Toute la difficulté est donc de savoir de quelle convention collective dépend l’activité de l’association. C’est lié à son code APE.

Selon le service public, « Une convention collective étant applicable en fonction de l’activité principale exercée par l’employeur (identifiable à travers le code NAF de l’entreprise), une entreprise qui exerce plusieurs activités doit déterminer son activité principale » https://www.service-public.fr/professionnels-entreprises/vosdroits/F31630

Le code est attribué par l’ Insee lors de l’immatriculation ou la déclaration d’activité de l’entreprise, en fonction de l’activité principale déclarée et réellement exercée. https://www.service-public.fr/professionnels-entreprises/vosdroits/F33050

Si le code APE-NAF ne correspond pas ou plus à l’activité principale, il est nécessaire d’en demander la modification à l’INSEE (ils ont un formulaire à cet effet).

Liste des codes APE/NAF :http://www.insee.fr/fr/methodes/default.asp?page=nomenclatures/naf2008/liste_n2.htm

Concrètement, le type de cotisations imposées par la convention collective concernée peut influencer votre choix si vous oscillez entre plusieurs codes APE pour définir votre activité.

Pour trouver la convention collective qui correspond à votre code : http://www.convention.fr/ – attention: inutile de payer pour obtenir les conventions sur ce site, utiliser seulement leur moteur de recherche de conventions à partir du code APE. Les conventions sont disponibles gratuitement sur www.legifrance.gouv.fr : suivre le lien « conventions collectives » et chercher dans liste déroulante des intitulés de convention ou bien avec le numéro IDCC (numéro d’identification) de la convention qui vous intéresse. Au choix : à consulter sous forme de page web ou à télécharger en pdf.
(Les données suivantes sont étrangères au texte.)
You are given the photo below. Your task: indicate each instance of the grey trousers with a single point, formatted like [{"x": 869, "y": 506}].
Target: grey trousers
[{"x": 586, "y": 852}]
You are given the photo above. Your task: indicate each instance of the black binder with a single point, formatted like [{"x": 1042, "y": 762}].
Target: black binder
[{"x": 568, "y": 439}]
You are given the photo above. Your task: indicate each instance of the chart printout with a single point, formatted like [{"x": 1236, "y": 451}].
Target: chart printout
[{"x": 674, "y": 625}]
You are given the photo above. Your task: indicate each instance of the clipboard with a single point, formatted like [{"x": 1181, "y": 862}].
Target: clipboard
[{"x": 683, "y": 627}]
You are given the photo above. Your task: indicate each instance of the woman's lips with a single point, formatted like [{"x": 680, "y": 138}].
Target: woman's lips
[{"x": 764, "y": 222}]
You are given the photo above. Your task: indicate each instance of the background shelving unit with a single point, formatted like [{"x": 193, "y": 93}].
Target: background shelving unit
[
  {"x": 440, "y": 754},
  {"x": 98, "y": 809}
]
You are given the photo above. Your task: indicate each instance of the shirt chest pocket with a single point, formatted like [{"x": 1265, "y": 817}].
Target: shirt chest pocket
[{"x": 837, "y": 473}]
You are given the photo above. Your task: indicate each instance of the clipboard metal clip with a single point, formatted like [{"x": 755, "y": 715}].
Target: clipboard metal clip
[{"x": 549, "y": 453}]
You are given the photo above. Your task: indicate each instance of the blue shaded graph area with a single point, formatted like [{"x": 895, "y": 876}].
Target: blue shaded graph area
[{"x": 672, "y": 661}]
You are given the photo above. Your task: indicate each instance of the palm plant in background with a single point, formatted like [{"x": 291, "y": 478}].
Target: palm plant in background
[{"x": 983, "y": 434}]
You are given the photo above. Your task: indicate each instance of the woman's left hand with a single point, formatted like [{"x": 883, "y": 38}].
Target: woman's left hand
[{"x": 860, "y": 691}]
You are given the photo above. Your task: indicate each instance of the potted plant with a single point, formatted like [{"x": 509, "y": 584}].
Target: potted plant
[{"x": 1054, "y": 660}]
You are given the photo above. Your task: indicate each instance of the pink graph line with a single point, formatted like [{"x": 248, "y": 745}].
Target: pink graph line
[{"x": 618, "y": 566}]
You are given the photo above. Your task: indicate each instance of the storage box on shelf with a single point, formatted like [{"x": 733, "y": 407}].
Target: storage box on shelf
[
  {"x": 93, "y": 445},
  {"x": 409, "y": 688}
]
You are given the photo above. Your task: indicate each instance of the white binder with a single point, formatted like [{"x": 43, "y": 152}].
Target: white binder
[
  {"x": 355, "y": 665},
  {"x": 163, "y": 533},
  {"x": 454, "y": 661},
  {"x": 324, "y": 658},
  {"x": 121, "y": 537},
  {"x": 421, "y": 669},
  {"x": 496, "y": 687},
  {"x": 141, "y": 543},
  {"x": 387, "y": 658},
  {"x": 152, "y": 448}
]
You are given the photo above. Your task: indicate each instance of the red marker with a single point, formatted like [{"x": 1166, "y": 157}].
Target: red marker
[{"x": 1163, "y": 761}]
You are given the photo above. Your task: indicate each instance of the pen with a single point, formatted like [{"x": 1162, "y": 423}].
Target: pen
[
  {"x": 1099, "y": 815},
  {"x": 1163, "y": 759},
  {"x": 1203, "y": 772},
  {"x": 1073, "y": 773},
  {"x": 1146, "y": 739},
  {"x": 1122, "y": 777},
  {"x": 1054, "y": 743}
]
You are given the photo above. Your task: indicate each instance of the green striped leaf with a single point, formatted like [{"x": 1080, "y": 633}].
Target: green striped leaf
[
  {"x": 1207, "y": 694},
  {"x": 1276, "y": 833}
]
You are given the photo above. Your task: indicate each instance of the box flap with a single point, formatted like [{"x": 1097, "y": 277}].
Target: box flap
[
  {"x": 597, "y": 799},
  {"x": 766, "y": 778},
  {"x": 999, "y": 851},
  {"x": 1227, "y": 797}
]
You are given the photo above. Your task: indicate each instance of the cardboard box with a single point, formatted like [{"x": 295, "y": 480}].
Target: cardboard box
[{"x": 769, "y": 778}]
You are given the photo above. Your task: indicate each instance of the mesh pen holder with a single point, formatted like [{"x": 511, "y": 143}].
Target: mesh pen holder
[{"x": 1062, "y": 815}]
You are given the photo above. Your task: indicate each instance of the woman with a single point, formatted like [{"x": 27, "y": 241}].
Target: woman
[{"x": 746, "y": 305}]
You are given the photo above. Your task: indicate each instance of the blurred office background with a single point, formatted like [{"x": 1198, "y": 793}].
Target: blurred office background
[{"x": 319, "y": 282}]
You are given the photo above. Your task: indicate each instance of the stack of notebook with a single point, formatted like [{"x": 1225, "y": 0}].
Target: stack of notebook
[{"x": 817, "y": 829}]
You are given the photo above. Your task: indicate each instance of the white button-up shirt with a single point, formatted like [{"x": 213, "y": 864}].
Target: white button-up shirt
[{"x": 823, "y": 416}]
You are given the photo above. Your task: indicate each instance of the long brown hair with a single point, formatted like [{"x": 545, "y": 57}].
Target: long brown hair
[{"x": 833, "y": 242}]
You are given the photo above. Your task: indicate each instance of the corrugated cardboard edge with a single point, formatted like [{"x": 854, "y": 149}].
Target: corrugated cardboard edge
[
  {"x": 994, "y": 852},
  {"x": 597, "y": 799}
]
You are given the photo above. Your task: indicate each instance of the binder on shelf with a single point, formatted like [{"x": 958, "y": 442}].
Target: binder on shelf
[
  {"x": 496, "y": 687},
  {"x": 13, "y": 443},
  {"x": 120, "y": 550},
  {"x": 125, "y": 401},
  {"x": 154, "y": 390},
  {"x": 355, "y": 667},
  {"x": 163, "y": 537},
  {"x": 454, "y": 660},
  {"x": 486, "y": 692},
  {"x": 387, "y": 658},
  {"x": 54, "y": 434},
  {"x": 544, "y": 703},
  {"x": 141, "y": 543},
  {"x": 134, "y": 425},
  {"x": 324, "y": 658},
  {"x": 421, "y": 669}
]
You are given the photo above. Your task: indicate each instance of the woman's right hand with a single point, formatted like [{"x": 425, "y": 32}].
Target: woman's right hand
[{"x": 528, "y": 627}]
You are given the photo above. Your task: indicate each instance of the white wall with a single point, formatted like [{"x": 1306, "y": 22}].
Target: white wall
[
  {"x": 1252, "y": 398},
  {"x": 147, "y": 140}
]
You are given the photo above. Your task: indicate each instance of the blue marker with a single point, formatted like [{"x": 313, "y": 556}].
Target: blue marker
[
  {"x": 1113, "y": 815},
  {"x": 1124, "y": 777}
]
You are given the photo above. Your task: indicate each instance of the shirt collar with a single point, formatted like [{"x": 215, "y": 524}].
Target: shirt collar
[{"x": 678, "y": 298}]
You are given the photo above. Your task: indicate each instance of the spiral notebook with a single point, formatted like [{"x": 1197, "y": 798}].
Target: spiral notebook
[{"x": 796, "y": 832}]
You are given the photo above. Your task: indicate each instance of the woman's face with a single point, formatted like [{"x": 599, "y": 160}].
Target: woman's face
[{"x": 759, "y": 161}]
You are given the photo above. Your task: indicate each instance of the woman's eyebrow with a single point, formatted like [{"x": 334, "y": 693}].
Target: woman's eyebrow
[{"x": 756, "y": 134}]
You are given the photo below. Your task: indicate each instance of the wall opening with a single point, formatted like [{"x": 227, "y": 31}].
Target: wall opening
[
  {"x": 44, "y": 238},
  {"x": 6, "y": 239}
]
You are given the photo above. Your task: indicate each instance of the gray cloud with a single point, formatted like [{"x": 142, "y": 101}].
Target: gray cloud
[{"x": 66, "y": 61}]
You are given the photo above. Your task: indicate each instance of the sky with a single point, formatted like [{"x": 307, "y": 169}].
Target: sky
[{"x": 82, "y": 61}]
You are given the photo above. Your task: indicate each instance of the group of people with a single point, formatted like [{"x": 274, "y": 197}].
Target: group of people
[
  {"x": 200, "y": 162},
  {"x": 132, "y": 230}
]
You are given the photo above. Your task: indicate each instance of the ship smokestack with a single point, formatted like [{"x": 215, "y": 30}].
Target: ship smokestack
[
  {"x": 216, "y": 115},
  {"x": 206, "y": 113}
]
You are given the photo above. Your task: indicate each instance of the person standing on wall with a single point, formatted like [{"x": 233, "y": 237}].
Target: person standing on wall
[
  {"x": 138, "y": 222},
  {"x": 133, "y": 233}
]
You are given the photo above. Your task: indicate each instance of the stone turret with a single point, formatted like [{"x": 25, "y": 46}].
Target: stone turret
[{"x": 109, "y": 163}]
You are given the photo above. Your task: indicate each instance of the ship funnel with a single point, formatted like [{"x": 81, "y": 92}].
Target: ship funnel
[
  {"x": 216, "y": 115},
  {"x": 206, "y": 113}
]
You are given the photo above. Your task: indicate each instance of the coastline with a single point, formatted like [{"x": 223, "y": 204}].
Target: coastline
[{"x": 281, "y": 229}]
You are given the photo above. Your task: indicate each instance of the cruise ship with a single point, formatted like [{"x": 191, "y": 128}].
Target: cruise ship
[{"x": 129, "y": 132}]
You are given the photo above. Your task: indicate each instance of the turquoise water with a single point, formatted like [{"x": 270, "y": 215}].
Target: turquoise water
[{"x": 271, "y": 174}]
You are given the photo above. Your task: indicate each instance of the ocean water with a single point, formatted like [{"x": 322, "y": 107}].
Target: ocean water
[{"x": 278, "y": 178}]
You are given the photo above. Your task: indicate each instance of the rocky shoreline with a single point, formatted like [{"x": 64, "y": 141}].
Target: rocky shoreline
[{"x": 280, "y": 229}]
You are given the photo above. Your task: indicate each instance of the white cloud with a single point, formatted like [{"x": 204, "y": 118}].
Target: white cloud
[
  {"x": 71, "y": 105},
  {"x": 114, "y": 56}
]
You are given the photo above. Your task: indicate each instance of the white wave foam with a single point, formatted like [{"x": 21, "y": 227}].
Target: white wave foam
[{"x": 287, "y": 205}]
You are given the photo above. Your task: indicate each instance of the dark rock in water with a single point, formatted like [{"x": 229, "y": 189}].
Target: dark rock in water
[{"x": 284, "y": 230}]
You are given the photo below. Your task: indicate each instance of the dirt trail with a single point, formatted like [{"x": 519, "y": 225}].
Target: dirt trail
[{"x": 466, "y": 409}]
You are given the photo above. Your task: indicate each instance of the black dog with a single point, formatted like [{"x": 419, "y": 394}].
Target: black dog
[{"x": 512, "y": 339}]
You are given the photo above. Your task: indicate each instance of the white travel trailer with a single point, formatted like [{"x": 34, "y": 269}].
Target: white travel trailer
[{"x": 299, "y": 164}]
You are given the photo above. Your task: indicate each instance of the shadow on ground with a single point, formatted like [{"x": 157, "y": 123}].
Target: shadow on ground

Note : il peut y avoir de nombreuses conventions applicables pour un même code APE, car certains codes regroupent des activités diverses. Il faut donc choisir celle qui décrit le mieux votre activité.

Note : la brochure du mode d’emploi d’inscription en ligne au CEA (lien plus haut), indique également le site www.travail-emploi.gouv.fr (onglet « travail »), en plus de www.legifrance.gouv.fr (lien « convention collective »). Elle suggère aussi de contacter la Direccte (direction régionale des entreprises, de la concurrence, de la consommation, du travail et de l’emploi) ou votre centre CEA. », mais de mon point de vue le site de Legifrance est bien suffisant, si vous n’avez pas peur de consulter des listes.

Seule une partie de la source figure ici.